For the Phase 30 structured-answer machinery, the rubric specification is language-agnostic (regex, exact-match, JSON-shape match); no translation is needed.

Exam responses¶

exam_responses.response_text is the learner's free-text answer. For grammar tutor questions, the answer is a single English word (ate, went, was). The matcher is case-insensitive trim-normalized comparison; nothing language-specific.

For longer-form Phase 30 structured answers, the learner submits a JSON structure following the rubric. The JSON keys are canonical English (e.g., {"verb": "...", "tense": "...", "person": "..."}); the values may be in either language if the rubric allows. This is documented per-question in the rubric.

The bilingual quiz lab¶

The Phase 41 lab includes a smoke test for bilingual quiz rendering:

Set students.locale = 'en'. Render the quiz. Assert prompt matches prompt_en.
Set students.locale = 'es'. Re-render. Assert prompt matches prompt_es.
Submit the same answer in both locales. Assert both score equally.

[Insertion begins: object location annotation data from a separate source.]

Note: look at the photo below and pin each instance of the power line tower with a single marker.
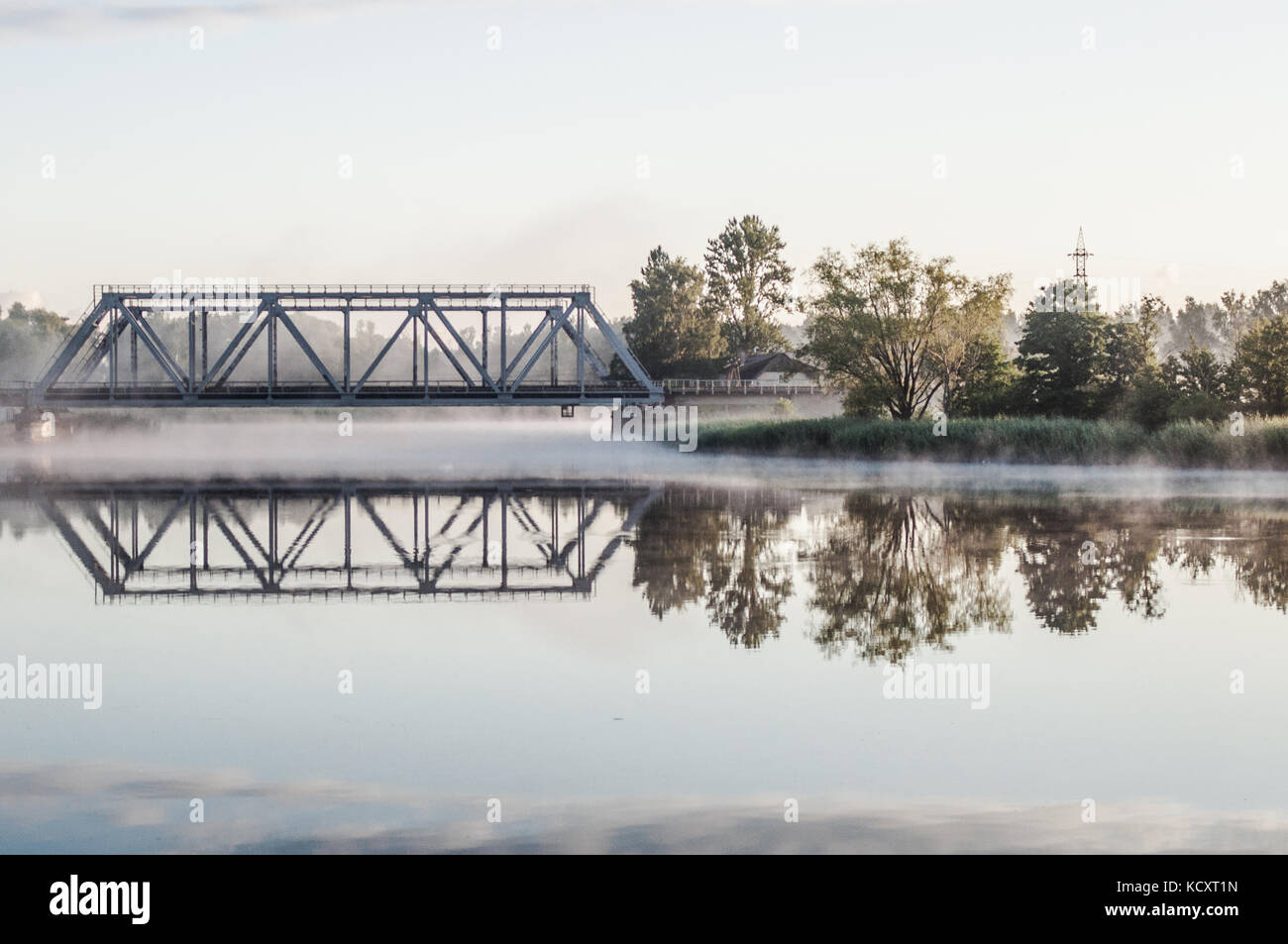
(1080, 262)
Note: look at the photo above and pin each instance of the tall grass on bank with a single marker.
(1263, 443)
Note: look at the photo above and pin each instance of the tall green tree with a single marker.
(27, 339)
(1061, 353)
(671, 331)
(1260, 366)
(892, 329)
(748, 284)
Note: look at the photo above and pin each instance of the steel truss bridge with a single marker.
(170, 541)
(465, 333)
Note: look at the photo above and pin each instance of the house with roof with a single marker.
(772, 368)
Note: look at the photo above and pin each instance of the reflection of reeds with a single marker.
(1263, 443)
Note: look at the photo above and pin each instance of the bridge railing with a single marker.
(222, 286)
(748, 387)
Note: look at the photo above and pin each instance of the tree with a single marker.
(748, 284)
(987, 387)
(1063, 353)
(889, 327)
(971, 335)
(1260, 366)
(671, 331)
(1129, 348)
(27, 339)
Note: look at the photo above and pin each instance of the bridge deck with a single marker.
(224, 347)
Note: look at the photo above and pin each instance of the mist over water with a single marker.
(537, 574)
(535, 443)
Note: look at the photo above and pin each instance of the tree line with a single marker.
(905, 336)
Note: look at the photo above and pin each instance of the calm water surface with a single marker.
(639, 665)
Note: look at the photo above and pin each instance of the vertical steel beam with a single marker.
(111, 357)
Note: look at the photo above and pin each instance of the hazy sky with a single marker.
(987, 130)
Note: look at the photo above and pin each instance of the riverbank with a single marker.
(1258, 445)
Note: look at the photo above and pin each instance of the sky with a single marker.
(558, 142)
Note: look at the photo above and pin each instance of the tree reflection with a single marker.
(889, 575)
(697, 548)
(900, 574)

The lab also catches the "missing prompt_es" case: a quiz with only prompt_en defined renders correctly in either locale (fallback to English), with no error.

What this policy does NOT do¶

No machine translation. The portal never calls an MT service. Translations are author-supplied and version-controlled.
No locale autodetection. No Accept-Language header parsing. The default is English; switching is explicit.
No RTL support. Hebrew, Arabic, etc. are out of scope. Adding RTL involves CSS, layout, and tokenization work the curriculum does not budget for.
No content language detection. A note's language is not tagged. Search treats all input as a single bag-of-tokens.
No translation memory. The Phase 41 quizzes' EN/ES pairs are hand-authored each time; no shared glossary across quizzes (the corpus is too small).

Forward path¶

Two natural extensions are documented but deferred:

A third language. If a future learner is Portuguese-speaking, the same paired-field machinery (prompt_pt) extends without schema changes. The locale enum and the locale toggle UI need updates; both bounded.
A language-tagged note model. A future learner might want to filter "show me only my Spanish notes." A notes.language column (nullable TEXT, learner-set) would suffice; not in MVP.

The bilingual workflow for Claude Code itself¶

A note about Claude's own outputs in this repo: per §0.6, Claude responds to Borja in English with optional Spanish summaries for dense conceptual material. The portal does not change this contract — Claude's behavior is governed by CLAUDE.md and the addendum, not by the portal's locale setting. The portal localizes UI; it does not localize the underlying authoring workflow.

The pre-write pipeline that produced this very file is bilingual-by-source: the file's content is English, the Spanish summary at top is Spanish. The portal serves this file unchanged regardless of who reads it.

One-paragraph recap¶

The portal's bilingual policy decomposes into four layers, each with its own rule: theory is canonical-English with a Spanish summary, UI chrome is locale-toggled English/Spanish, user input is free-form unconstrained, assessment content can be authored bilingually with shared answer keys. The locale toggle affects only chrome and assessment prompts; the theory remains as written. The design treats English as the load-bearing canonical and Spanish as a complement — never the inverse — because the curriculum is meant to be forkable by non-Spanish-speaking learners while still serving Borja's learning style.

End of theory pre-write for Phase 41. Labs and BLUEPRINTs are covered by parallel agents.